Having been presented with the draft state budget, the deputies debated at length in the chamber the surtax on company profits.
As the discussions progressed, the government unveiled an amendment increasing the tax revenue from 4 to 6 billion euros, placing the burden of the increase on the largest companies.
Much to the dismay of members of the Ciotti UDR group, and even some LR and Macronist Renaissance elected officials who were calling for the outright cancellation of the measure.
Manuel Bompard (LFI) denounced a deal made "in parallel rooms" between the government and the PS, although his group voted for the measure.
"We have committed to ensuring that the government listens to the debates within the Assembly," retorted Economy and Finance Minister Roland Lescure.
Speaking to the press, the leader of the Socialist deputies, Boris Vallaud, expressed his circumspection regarding the disunity within the government camp. "There is no central bloc or common ground.
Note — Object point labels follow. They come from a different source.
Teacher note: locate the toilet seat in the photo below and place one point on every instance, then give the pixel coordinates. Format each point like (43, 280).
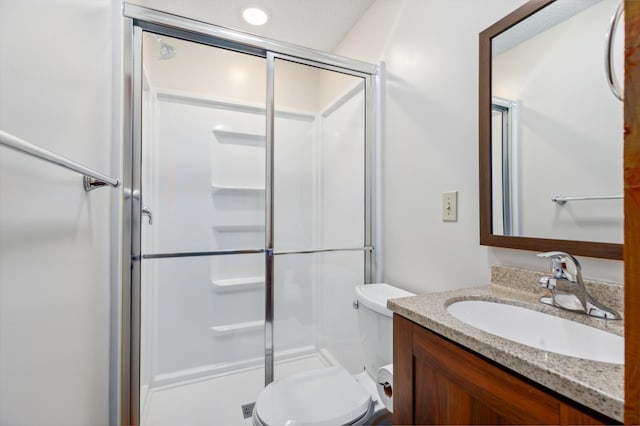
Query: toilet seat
(329, 396)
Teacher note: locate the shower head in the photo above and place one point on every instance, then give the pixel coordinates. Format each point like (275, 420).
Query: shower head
(166, 50)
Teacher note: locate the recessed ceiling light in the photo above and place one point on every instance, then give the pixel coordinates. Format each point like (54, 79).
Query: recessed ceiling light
(255, 16)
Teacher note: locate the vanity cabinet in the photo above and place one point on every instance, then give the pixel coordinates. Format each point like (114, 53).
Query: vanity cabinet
(437, 381)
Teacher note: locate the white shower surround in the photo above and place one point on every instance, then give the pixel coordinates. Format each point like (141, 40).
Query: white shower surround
(187, 348)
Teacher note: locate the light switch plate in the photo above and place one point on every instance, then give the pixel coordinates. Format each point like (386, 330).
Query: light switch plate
(450, 206)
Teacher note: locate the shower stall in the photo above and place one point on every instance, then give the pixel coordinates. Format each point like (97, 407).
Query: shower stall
(251, 200)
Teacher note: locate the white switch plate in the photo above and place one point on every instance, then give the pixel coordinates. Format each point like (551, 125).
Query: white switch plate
(450, 206)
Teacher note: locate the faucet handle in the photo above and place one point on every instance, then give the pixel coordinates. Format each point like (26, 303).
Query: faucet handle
(559, 261)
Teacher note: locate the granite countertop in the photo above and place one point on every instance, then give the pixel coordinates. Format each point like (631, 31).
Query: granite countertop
(597, 385)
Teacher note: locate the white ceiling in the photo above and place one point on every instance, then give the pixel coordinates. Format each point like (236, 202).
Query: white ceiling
(318, 24)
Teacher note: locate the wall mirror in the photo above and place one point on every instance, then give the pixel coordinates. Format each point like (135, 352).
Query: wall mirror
(551, 130)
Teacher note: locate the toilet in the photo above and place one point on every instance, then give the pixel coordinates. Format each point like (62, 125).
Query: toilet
(332, 396)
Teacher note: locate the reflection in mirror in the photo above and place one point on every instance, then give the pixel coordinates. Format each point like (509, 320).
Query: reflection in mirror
(555, 129)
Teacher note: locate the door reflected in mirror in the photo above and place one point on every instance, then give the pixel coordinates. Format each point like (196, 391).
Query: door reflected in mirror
(552, 129)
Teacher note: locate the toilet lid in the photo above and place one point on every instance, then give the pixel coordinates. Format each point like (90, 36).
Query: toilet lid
(329, 396)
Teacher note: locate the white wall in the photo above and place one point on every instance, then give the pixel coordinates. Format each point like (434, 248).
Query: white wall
(59, 86)
(430, 50)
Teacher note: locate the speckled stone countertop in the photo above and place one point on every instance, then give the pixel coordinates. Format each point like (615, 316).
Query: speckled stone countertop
(597, 385)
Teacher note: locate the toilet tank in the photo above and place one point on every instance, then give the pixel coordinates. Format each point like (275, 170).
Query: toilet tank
(375, 324)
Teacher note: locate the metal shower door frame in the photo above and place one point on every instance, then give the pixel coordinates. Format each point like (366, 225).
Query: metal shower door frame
(125, 400)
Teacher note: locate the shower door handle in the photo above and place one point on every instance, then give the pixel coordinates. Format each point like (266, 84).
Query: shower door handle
(147, 212)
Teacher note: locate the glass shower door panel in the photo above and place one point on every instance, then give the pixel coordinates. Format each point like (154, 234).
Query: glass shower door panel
(315, 325)
(203, 180)
(319, 158)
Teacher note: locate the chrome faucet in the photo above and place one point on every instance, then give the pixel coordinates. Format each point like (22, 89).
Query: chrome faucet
(567, 288)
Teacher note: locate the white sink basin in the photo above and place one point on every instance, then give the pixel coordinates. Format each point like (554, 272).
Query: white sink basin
(540, 330)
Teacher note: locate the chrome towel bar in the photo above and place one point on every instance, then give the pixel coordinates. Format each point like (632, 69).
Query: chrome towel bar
(562, 199)
(92, 179)
(615, 86)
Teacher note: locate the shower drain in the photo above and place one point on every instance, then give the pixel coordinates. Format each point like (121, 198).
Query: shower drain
(247, 410)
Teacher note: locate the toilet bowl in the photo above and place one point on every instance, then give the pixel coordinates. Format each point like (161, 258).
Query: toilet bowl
(332, 396)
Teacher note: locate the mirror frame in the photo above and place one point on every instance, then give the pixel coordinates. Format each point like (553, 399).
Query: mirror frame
(487, 238)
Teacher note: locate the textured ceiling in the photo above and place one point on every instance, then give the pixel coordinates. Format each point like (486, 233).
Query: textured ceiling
(318, 24)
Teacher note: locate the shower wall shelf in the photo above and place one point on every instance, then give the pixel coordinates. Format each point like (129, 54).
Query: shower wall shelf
(238, 228)
(238, 327)
(240, 138)
(225, 189)
(237, 284)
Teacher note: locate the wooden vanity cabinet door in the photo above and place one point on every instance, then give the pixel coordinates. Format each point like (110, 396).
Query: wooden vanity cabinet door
(438, 382)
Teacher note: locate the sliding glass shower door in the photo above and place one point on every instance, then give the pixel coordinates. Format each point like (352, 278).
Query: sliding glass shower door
(320, 231)
(251, 221)
(203, 231)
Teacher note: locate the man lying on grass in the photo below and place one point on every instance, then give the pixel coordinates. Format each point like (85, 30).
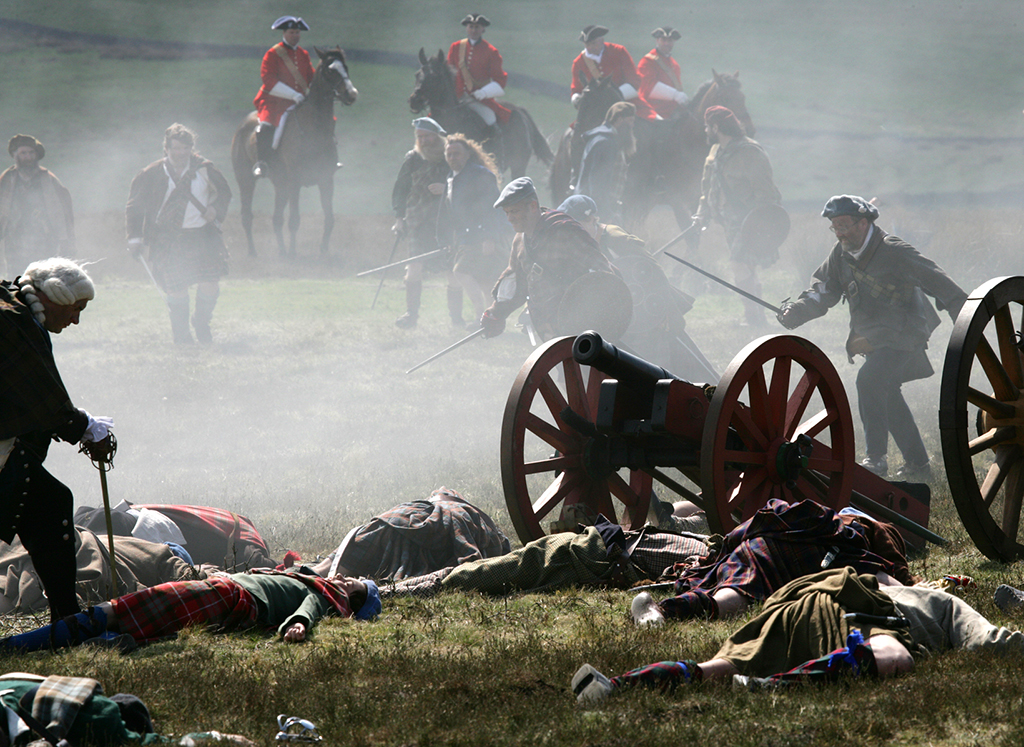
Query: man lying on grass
(819, 627)
(292, 600)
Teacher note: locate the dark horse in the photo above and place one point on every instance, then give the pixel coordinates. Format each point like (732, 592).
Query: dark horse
(516, 140)
(307, 154)
(670, 155)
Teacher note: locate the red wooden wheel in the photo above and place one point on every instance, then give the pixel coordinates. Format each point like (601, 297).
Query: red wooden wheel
(980, 417)
(776, 389)
(546, 470)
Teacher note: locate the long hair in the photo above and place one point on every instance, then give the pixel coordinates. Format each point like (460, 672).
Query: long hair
(477, 154)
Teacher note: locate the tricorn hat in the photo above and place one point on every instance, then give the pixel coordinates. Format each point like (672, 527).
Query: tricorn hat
(852, 205)
(18, 140)
(666, 31)
(285, 23)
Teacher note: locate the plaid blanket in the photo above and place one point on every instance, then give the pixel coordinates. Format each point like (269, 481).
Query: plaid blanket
(782, 542)
(165, 609)
(420, 537)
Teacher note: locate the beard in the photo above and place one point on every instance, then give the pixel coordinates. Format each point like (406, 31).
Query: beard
(433, 152)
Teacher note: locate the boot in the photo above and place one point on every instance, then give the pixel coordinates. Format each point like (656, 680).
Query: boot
(413, 292)
(202, 317)
(455, 307)
(264, 149)
(178, 309)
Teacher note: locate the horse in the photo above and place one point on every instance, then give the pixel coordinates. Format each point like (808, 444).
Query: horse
(306, 156)
(670, 155)
(514, 141)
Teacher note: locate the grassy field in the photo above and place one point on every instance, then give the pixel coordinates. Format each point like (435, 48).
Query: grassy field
(300, 415)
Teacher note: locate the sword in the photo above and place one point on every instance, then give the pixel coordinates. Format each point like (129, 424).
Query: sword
(673, 242)
(448, 349)
(400, 261)
(397, 238)
(730, 286)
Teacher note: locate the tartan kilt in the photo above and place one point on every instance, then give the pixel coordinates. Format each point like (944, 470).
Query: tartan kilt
(165, 609)
(189, 256)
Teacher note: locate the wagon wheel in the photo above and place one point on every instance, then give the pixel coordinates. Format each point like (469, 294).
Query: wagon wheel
(982, 378)
(752, 452)
(544, 459)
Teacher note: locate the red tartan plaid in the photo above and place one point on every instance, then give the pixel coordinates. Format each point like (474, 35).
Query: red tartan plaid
(165, 609)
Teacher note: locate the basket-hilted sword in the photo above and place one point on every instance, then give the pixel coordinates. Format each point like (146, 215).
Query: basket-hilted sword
(730, 286)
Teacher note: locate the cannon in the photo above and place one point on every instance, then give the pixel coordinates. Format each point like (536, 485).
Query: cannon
(589, 428)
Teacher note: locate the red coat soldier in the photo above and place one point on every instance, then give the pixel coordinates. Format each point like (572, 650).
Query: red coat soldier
(286, 73)
(660, 84)
(600, 58)
(478, 71)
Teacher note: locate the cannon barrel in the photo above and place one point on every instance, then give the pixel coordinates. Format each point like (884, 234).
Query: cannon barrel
(640, 375)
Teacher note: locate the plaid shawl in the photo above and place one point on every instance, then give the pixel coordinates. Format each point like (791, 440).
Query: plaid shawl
(784, 541)
(419, 537)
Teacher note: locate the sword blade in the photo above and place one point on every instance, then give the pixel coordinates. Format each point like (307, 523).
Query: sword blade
(448, 349)
(730, 286)
(400, 261)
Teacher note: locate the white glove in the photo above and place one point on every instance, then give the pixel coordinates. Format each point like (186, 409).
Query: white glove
(281, 90)
(492, 90)
(97, 428)
(628, 91)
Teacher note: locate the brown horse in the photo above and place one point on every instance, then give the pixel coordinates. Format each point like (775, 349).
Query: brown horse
(670, 155)
(512, 144)
(306, 156)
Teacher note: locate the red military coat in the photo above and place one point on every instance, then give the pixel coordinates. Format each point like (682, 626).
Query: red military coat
(275, 70)
(653, 69)
(616, 61)
(484, 65)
This is not reassuring for the future," he pointed out.
The "next steps" this week will include the examination of the Zucman tax for a minimum taxation of wealth, or a lighter version of it put forward by the socialists, who expect the government camp to help to get it adopted.
Olivier Faure, head of the Socialist Party, raised the specter of another dissolution on Sunday if the government does not give in in the coming days to a tax on high fortunes.
Meanwhile, on Monday afternoon, members of parliament voted to reduce and accelerate the elimination of the business value-added tax (CVAE), a production tax criticized by both the government and the far right. The cost is €1.3 billion.
– On the horizon, pensions –
Late in the morning, PS MP Jérôme Guedj cautiously welcomed "weak signals" towards a global agreement, after the adoption in the Social Affairs Committee of his amendment raising the CSG on income from assets and capital, on the first day of the examination of the Social Security budget.
An adoption with the abstention of Macron supporters, who nevertheless expect safeguards to support the measure in the chamber from November 4, where parliamentarians will start from the government's initial copy.
The committee also voted against the government's proposed freeze on the scale used to calculate CSG rates, insisting on indexing it to inflation.
Another government measure rejected by the committee: the creation of an employer contribution on meal vouchers and holiday vouchers.
The flagship measure of the social security budget will remain the suspension of the pension reform, a condition for the non-censorship of the Socialist Party.
It will not be formally examined until the end of the debates, but the deputies have taken the lead by largely rejecting in committee the idea of a surtax on mutuals to finance it.
Left-wing groups, the National Rally and even The Republicans, members of the governing coalition, removed the article, all arguing that the sick would ultimately pay the bill.
The bill suspends until January 2028 the move towards raising the retirement age to 64, as well as the increase in the number of quarters required to retire at full rate.
The right wing opposes it and will propose lifting the suspension. If the National Assembly suspends it, the Senate (controlled by the right and centrists) will reinstate the reform, warned its president, Gérard Larcher.
Sébastien Lecornu met on Monday with the leaders of the right-wing and centrist groups in the Senate, who were irritated by the concessions made to the Socialists. "I have no deal with the Socialists," he assured them, according to several participants, indicating that he "understood" that the Senate also had "its own approach" to the budget.
The cost of suspending the pension reform is estimated at 100 million euros in 2026 and 1.4 billion euros in 2027. The proposed financing methods are controversial, while the draft social security budget is exceptionally financially rigorous, with massive savings to reduce the deficit to 17.5 billion in 2026 (23 billion in 2025).